Appendix B: Glossary of Terms

I list here some English and Latin terms which are frequently used in textual criticism. [1]
The first three terms describe peculiarities which may occur within a passage of text; they are not themselves errors (although the terms are sometimes mistakenly used as if they were). The subsequent terms indicate types of error which may result from these first three, or from some other cause.
TermDefinition
homoeoteleuton “same ending”—two words/sentences/lines/paragraphs of the text which end in the same letters. This appears to be the commonest of the three.
homoearcton “same beginning”—two words/sentences/lines/paragraphs of the text which begin with the same letters.
homoeomeson “same middle”—two words/sentences/lines/paragraphs of the text which have the same letters in the middle.
dittography the writing twice of something that occurs once.
haplography the writing once of something that occurs twice or more.
itacism, iotacism an error resulting from the confusion of the letters and diphthongs η, ι, υ, ει, οι, υι, and ῃ, the pronunciation of which converged to the same sound in Koine Greek. [2]
lipography an alternative name for haplography.
parablepsis an occurrence in which the scribe’s eye wanders from its proper place in the text; often facilitated by homoeoteleuton (or -arcton/-meson), and resulting in haplography.
These next terms, some Latin and some English, are used to describe aspects of the process of textual criticism. Several of these terms were mentioned in Chapters One and Two.
TermDefinition
recensio a careful analysis of the available manuscript evi-dence, including establishing if possible the affiliations of mss.—i.e. stemmatics.
examinatio the reconstruction of the text from the surviving manuscript evidence.
emendatio the use of correction (and sometimes conjecture) when necessary to restore the original text.
divinatio an older term for emendatio.
contaminatio horizontal influence between mss.—when one ms. is used to “check” and alter another (conflation).
recentiores, non deteriores “Later, not inferior”—later manuscripts may quite possibly contain old and hence good readings.
codex optimus the best available manuscript, used by some editors virtually exclusively except when it is patently in error.
codices descripti manuscripts which can be shown to be copies of another extant manuscript, and hence carry little or no independent weight.
eliminatio codicum descriptorum The removal from consideration of codices descripti, i.e. the principle that manuscript evidence must be weighed, not counted.
lectiones singulares readings which are unique to a particular manuscript, against the majority of other independent manuscripts.
eliminatio lectionum singularium the removal of “singular” readings—i.e. when the majority of independent manuscripts are in agreement against one manuscript, the assumption that that manuscript’s reading can be assumed to be incorrect.
utrum in alterum abiturum erat?
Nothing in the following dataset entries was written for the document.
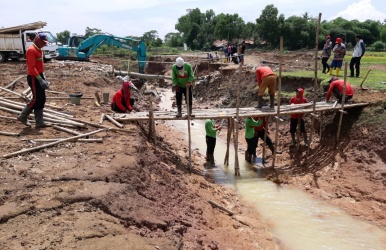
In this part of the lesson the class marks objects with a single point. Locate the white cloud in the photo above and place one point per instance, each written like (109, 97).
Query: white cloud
(361, 11)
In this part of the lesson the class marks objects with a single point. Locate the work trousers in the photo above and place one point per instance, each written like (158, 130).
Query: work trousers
(38, 93)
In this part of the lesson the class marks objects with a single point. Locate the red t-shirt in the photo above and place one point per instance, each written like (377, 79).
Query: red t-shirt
(340, 85)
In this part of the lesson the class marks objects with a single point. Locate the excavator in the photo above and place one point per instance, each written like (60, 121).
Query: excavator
(79, 48)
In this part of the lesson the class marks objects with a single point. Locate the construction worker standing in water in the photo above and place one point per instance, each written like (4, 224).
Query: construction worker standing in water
(339, 52)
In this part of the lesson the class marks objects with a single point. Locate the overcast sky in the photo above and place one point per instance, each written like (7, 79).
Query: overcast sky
(134, 17)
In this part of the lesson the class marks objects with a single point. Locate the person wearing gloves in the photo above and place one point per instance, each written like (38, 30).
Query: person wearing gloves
(36, 81)
(336, 87)
(122, 100)
(298, 99)
(339, 51)
(250, 123)
(182, 78)
(211, 132)
(359, 51)
(326, 54)
(265, 78)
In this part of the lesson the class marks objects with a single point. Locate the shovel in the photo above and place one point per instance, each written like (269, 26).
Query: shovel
(364, 79)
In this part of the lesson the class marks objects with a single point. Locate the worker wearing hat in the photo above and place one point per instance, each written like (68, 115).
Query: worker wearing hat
(36, 81)
(182, 78)
(326, 54)
(339, 53)
(298, 99)
(336, 87)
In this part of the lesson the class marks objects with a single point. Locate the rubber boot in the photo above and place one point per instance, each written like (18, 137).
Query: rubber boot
(179, 111)
(337, 71)
(293, 141)
(24, 115)
(39, 118)
(259, 102)
(211, 157)
(305, 139)
(272, 148)
(271, 101)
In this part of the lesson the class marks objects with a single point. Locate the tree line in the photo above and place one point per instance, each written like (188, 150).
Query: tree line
(199, 30)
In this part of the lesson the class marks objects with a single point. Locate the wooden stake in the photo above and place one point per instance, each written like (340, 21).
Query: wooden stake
(50, 144)
(237, 167)
(316, 86)
(342, 105)
(278, 102)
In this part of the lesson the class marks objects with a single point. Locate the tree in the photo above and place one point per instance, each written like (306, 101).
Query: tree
(62, 36)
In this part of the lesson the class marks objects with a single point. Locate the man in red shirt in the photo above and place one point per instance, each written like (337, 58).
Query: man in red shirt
(337, 88)
(298, 99)
(265, 78)
(36, 81)
(122, 100)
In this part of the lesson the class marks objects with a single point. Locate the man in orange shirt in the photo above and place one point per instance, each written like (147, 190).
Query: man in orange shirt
(336, 87)
(265, 78)
(36, 81)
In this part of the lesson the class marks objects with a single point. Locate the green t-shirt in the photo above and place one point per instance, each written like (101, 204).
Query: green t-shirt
(249, 124)
(179, 79)
(210, 128)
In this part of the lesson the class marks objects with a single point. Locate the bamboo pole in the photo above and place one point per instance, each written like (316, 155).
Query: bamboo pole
(342, 105)
(9, 133)
(50, 144)
(229, 134)
(113, 121)
(278, 102)
(315, 82)
(237, 167)
(66, 130)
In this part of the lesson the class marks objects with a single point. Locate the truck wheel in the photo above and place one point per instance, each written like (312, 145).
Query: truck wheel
(2, 57)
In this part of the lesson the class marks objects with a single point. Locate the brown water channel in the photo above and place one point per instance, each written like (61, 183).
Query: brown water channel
(298, 220)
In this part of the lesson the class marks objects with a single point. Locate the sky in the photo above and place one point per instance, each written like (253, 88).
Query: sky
(134, 17)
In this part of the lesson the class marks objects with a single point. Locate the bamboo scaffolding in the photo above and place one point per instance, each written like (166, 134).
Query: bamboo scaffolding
(237, 167)
(278, 102)
(23, 151)
(315, 83)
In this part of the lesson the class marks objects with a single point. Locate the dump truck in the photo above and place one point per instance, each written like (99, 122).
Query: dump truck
(14, 41)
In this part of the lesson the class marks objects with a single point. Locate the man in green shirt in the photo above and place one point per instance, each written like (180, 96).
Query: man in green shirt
(250, 123)
(182, 78)
(211, 131)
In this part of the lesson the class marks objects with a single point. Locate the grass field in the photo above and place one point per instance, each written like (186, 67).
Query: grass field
(376, 61)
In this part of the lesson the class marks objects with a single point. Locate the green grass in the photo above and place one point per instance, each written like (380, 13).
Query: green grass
(369, 60)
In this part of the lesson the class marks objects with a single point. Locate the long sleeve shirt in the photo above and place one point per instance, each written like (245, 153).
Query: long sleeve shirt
(181, 77)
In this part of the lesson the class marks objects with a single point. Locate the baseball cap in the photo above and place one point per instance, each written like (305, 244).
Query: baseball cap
(179, 63)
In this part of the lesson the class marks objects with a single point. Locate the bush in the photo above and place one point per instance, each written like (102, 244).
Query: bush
(378, 46)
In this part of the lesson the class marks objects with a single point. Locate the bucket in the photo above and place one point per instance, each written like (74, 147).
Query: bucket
(105, 98)
(75, 98)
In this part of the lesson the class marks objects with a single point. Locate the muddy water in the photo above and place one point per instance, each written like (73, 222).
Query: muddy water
(298, 220)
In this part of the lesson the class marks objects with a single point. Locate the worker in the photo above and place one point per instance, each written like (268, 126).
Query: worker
(265, 78)
(250, 123)
(298, 99)
(260, 133)
(336, 87)
(122, 100)
(339, 51)
(211, 132)
(182, 78)
(36, 81)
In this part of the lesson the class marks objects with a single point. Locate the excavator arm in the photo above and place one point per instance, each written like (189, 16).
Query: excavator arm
(89, 45)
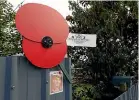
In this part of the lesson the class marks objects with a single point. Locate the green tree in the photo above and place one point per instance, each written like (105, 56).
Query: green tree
(9, 37)
(116, 26)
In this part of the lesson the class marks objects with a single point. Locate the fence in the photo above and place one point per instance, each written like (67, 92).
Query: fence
(130, 94)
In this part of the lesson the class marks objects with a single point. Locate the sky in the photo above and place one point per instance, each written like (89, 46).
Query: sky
(60, 5)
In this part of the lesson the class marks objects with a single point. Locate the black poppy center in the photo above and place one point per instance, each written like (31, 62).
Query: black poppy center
(47, 42)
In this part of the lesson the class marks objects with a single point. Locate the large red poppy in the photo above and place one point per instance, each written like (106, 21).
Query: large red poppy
(44, 32)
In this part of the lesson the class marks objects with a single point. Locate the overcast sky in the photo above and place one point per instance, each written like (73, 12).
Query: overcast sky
(60, 5)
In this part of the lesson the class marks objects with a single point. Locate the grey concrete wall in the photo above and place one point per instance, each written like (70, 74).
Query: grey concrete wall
(27, 82)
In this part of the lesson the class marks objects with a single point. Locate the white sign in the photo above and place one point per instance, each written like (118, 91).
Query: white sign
(56, 82)
(86, 40)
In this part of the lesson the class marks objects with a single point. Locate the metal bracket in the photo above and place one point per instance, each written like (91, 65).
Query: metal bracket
(65, 72)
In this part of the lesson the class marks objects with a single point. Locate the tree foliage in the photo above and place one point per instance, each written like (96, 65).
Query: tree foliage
(116, 26)
(9, 37)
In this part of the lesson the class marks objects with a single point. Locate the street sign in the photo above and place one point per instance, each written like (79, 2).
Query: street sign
(85, 40)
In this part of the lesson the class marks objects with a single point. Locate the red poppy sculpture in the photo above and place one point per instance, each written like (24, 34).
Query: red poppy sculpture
(44, 32)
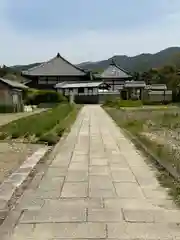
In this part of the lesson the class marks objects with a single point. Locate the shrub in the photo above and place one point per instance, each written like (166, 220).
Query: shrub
(118, 103)
(130, 103)
(36, 97)
(111, 102)
(38, 124)
(6, 108)
(3, 135)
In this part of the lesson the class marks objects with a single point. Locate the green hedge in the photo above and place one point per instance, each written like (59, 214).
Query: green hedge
(37, 125)
(36, 97)
(6, 108)
(118, 103)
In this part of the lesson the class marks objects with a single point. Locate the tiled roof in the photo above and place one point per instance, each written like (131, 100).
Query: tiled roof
(135, 84)
(156, 87)
(57, 66)
(13, 84)
(114, 71)
(78, 84)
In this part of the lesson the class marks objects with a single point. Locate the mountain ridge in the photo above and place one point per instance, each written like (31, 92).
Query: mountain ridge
(139, 63)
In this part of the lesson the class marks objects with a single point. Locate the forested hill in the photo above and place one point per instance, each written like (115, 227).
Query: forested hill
(139, 63)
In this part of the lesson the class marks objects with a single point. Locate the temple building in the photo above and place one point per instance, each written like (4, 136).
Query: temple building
(54, 71)
(115, 76)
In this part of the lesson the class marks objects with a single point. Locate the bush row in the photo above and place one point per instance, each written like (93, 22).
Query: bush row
(35, 127)
(36, 97)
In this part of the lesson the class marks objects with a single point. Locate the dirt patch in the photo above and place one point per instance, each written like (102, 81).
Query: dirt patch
(12, 155)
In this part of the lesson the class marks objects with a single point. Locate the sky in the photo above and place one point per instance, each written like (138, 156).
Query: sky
(85, 30)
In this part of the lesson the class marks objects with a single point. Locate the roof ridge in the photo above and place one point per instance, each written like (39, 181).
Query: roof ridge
(58, 56)
(78, 68)
(122, 69)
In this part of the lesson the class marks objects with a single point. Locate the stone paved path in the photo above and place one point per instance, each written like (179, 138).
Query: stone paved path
(97, 187)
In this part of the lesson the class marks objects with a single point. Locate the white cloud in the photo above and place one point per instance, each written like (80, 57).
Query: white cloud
(19, 48)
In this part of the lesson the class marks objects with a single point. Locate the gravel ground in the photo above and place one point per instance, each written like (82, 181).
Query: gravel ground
(12, 155)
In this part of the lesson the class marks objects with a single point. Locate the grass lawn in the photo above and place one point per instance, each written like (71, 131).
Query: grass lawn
(45, 127)
(159, 131)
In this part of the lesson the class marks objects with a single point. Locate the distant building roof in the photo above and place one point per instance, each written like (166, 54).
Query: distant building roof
(13, 84)
(137, 84)
(160, 92)
(78, 84)
(114, 71)
(57, 66)
(157, 87)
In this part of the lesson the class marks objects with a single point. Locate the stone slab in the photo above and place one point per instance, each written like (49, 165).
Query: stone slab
(74, 190)
(128, 190)
(77, 176)
(104, 215)
(54, 215)
(70, 230)
(123, 175)
(98, 170)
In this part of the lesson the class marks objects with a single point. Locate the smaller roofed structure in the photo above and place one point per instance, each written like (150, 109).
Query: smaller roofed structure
(114, 75)
(13, 84)
(115, 72)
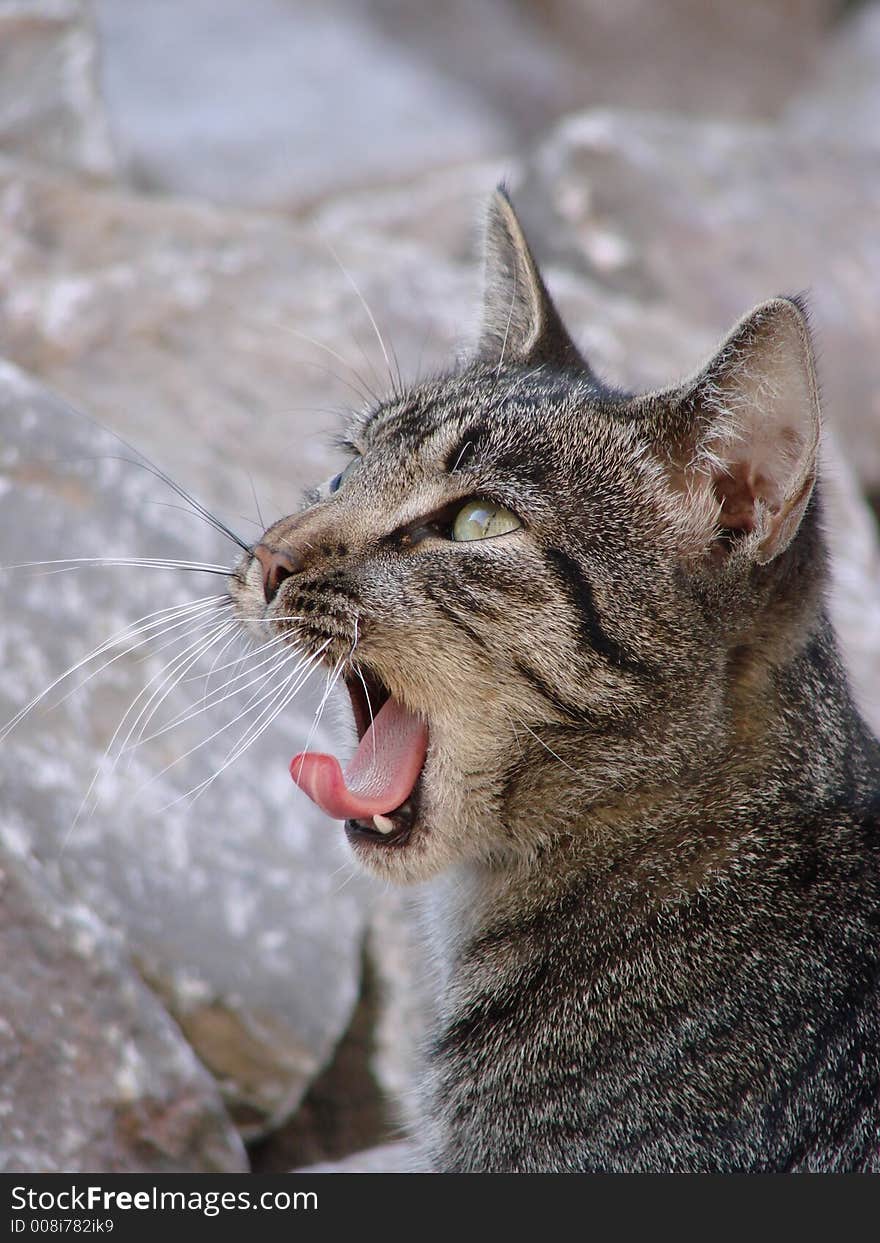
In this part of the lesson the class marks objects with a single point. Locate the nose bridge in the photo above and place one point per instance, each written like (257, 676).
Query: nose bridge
(307, 538)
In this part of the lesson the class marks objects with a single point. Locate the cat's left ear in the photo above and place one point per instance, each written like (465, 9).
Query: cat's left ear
(520, 323)
(741, 438)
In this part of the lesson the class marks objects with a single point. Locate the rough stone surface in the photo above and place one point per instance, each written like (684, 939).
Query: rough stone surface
(286, 101)
(238, 904)
(696, 221)
(842, 101)
(93, 1074)
(384, 1159)
(50, 106)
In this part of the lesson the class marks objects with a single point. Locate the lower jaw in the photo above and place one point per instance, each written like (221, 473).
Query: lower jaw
(403, 824)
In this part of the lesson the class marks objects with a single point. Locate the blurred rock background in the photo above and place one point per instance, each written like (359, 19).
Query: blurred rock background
(194, 197)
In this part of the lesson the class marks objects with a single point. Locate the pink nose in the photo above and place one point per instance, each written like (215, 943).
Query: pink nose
(276, 567)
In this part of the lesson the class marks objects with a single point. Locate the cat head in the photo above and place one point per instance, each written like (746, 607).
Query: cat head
(543, 594)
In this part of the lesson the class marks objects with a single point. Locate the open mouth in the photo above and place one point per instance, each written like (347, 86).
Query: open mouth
(377, 794)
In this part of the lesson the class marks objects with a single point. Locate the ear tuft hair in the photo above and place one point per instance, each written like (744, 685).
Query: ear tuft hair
(742, 436)
(520, 323)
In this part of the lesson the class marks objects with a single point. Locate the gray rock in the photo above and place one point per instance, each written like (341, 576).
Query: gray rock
(238, 904)
(284, 102)
(697, 221)
(536, 60)
(281, 102)
(50, 106)
(95, 1075)
(385, 1159)
(842, 101)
Which was liable to turn into the other? I.e. which variant can (best) explain the existence of the others?
lectio difficilior potior (or melior). The harder reading is preferable (or better).
closed recension variants only move “vertically,” from exemplar to copy (Pasquali).
open recension readings also move “horizontally,” due to conflation.
internal evidence a) the factors supporting a given reading such as style, grammar, orthography, logic (sometimes collectively labeled as “intrinsic” evidence, which relates to the author’s most likely choice of words); b) the likelihood of this reading having arisen from another by scribal alteration, accidental or otherwise (“transcriptional” evidence, relating to what a scribe is most likely to have written).
external evidence the number, age, and quality (including independence) of manuscripts in support of a reading.autographthe supposed document which the author himself wrote.
archetype the (non-extant) document from which all our extant manuscripts are eventually derived.
hyparchetype one or more non-extant documents deriving from the archetype, and from which a family of surviving manuscripts is derived.

Footnotes

[ back ] 1. See esp. Maas 1958, Metzger 1971, Pasquali 1952, Renehan 1969, Reynolds and Wilson 1991, Tarrant 1995, and West 1973.
[ back ] 2. See Horrocks 1997:67–70 and 102–105.